Desde aquel momento había estado turbado y se había reprochado duramente su inconsciencia por no haberse preocupado jamás de la felicidad y la comodidad de Midge. El pensar en el empleo, tan poco en armonía con su modo de ser, que tenía en casa de madame Alfrege, le había preocupado cada vez más y había decidido por fin ver con sus propios ojos cómo era, exactamente, aquel establecimiento de modas.

Miró con recelo el escaparate en el que se exhibían un vestido negro muy corto, con cinturón estrecho dorado, unas faldas y jerseys atrevidos, y un vestido de noche de encaje bastante chillón y ordinario.

Aunque no entendía de ropa femenina una palabra, salvo por instinto, se le antojaba que los géneros que estaba viendo tenían más corte de meretriz que de otra cosa. No, pensó; aquel lugar no era digno de ella. Alguien, Lucía Angkatell quizá, tendría que hacer algo para remediarlo.

Venciendo su timidez mediante un esfuerzo, Eduardo cuadró los hombros levemente caídos y entró.

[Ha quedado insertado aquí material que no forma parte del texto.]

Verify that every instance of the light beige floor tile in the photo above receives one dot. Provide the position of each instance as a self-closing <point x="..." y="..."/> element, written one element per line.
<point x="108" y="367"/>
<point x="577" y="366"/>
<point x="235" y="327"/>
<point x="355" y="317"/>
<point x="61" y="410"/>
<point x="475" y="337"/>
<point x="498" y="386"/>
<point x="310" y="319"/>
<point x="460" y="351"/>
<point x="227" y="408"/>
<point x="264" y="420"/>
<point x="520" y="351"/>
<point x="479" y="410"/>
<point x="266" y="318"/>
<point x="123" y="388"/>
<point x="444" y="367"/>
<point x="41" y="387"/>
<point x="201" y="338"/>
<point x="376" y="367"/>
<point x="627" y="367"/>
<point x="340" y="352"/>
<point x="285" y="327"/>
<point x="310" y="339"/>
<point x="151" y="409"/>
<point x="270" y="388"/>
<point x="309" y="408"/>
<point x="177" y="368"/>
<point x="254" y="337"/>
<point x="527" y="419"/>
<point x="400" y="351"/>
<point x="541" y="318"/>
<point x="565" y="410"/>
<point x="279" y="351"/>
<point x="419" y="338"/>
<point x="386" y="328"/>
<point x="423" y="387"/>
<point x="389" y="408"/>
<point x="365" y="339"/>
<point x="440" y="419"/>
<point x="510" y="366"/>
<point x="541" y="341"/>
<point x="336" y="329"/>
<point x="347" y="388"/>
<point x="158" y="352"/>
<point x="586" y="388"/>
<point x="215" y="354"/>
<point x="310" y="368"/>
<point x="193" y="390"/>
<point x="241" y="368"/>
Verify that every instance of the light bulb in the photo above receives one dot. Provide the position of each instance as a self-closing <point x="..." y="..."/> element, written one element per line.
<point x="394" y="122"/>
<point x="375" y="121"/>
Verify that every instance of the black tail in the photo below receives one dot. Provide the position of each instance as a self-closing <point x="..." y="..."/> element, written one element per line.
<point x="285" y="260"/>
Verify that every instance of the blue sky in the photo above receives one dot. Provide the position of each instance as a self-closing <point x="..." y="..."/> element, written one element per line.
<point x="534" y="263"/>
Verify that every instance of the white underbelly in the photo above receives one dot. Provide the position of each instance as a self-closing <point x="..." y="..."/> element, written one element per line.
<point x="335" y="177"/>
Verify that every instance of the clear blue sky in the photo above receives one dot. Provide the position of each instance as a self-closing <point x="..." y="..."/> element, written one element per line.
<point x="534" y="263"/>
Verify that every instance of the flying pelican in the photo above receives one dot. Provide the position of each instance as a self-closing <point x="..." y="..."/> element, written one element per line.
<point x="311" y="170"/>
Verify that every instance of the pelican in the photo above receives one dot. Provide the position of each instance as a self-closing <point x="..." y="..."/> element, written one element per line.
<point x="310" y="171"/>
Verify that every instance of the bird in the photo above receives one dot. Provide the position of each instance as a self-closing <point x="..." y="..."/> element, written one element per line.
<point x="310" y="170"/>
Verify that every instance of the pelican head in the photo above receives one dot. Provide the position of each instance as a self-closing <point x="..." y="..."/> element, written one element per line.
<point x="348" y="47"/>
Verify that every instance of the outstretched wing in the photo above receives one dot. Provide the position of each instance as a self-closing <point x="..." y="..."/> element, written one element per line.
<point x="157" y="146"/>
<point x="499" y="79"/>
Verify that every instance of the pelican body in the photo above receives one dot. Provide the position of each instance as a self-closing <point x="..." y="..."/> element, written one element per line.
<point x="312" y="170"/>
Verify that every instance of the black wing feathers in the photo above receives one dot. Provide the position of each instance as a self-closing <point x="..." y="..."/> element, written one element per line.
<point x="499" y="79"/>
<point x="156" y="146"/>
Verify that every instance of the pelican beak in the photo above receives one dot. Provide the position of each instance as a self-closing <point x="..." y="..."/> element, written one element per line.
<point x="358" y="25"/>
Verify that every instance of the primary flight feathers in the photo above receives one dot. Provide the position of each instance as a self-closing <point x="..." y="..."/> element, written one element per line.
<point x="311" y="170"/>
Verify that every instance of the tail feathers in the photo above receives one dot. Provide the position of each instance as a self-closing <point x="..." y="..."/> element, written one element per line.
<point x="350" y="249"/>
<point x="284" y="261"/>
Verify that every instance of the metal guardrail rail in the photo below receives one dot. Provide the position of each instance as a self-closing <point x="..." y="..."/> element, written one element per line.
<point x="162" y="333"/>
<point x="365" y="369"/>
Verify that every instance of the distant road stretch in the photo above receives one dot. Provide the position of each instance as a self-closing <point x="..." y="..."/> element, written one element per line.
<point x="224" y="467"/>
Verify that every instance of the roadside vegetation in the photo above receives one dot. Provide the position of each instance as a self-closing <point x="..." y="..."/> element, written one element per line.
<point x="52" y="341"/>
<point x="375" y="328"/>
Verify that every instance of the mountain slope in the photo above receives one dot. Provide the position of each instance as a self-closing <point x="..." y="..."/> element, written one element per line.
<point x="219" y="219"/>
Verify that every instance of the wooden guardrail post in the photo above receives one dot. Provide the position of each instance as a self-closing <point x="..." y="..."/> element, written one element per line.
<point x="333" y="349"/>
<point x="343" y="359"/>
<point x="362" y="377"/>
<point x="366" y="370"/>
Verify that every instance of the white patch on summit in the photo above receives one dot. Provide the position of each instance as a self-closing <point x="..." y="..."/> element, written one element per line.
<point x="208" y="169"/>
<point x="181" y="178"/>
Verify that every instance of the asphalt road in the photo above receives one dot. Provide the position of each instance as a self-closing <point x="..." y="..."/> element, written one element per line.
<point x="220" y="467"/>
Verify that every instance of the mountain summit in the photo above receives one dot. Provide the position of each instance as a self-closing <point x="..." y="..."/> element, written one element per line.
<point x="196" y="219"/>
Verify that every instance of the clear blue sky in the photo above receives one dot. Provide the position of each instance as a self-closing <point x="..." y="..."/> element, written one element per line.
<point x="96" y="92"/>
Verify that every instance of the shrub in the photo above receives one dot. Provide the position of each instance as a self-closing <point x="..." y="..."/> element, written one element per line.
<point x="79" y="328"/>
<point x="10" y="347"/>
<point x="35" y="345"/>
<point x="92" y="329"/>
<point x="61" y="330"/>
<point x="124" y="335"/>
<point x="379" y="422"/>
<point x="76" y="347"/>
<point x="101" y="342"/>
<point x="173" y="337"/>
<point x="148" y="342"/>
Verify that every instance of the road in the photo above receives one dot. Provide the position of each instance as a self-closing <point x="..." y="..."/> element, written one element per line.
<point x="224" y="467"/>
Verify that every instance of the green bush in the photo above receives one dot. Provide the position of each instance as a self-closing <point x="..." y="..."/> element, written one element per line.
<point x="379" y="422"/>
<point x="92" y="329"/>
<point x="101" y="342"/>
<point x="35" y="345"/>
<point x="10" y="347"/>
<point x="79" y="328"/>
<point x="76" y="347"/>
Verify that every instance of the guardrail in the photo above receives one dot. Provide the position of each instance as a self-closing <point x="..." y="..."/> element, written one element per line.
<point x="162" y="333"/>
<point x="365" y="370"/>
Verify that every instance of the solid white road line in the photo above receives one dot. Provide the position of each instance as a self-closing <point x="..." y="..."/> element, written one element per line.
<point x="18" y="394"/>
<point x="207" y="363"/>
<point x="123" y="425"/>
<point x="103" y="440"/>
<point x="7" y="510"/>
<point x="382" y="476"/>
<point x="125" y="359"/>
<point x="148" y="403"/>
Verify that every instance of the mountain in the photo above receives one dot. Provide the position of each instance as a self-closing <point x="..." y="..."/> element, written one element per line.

Quedó paralizado inmediatamente por el embarazo. Dos rubias platino de voz chillona estaban examinando los vestidos de una vitrina en compañía de una dependienta morena. En el fondo de la tienda, una mujer bajita, de nariz gruesa, pelo teñido de rojo y voz desagradable, estaba discutiendo con una cliente gruesa y desconcertada las modificaciones que ésta pedía se hicieran en un vestido de noche. De un cubículo vecino salía una voz femenina irritada:

—Horrible..., horrible a más no poder... ¿no puede traerme algo decente que probarme?

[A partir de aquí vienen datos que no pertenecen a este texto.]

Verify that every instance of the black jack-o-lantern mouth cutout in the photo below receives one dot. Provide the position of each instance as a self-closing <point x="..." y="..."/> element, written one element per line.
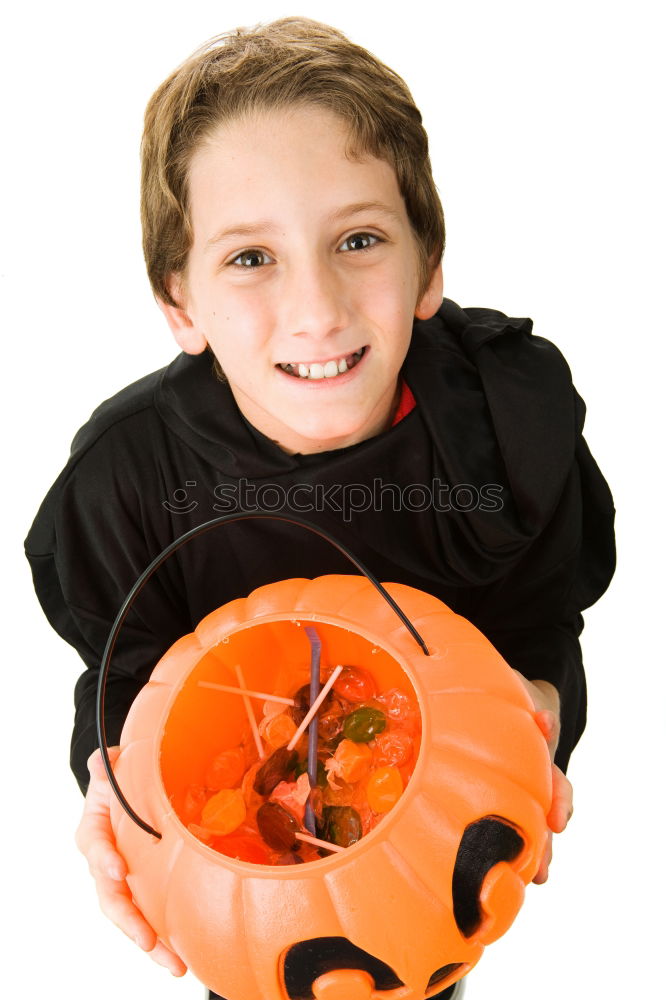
<point x="406" y="911"/>
<point x="308" y="964"/>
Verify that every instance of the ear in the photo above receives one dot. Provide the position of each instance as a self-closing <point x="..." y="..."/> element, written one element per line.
<point x="186" y="334"/>
<point x="431" y="299"/>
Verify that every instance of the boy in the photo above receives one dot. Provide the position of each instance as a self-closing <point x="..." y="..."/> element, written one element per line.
<point x="292" y="230"/>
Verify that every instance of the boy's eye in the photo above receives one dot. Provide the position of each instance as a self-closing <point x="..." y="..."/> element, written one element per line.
<point x="250" y="258"/>
<point x="360" y="241"/>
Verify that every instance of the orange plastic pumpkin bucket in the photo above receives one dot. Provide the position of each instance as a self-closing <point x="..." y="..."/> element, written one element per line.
<point x="390" y="916"/>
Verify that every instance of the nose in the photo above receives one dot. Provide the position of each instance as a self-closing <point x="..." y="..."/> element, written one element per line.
<point x="344" y="984"/>
<point x="314" y="307"/>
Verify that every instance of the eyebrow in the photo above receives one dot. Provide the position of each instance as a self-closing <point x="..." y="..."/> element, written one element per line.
<point x="266" y="226"/>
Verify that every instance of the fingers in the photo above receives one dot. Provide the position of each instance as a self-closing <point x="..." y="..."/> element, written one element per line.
<point x="115" y="900"/>
<point x="94" y="835"/>
<point x="549" y="724"/>
<point x="561" y="809"/>
<point x="95" y="839"/>
<point x="542" y="873"/>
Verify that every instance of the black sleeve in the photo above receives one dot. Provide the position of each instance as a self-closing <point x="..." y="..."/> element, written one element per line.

En contestación oyó el suave murmullo de la voz de Midge, una voz respetuosa, persuasiva.

—Este modelo color vino es verdaderamente elegante. Y creo que le sentaría a usted bien. Si se lo quisiera probar...

—No pienso perder el tiempo probándome cosas que a la legua veo que no valen nada. Haga el favor de molestarse un poco. Le he dicho que no quiero colores encarnados. Si escuchara usted lo que se le dice...

A Eduardo se le congestionó el rostro. Ojalá, se dijo, le tirara Midge el vestido a la cabeza de aquella odiosa mujer. En lugar de eso, Midge murmuró:

—Echaré otra mirada. ¿No le gustaría a usted el verde, supongo, madame? ¿O este color melocotón?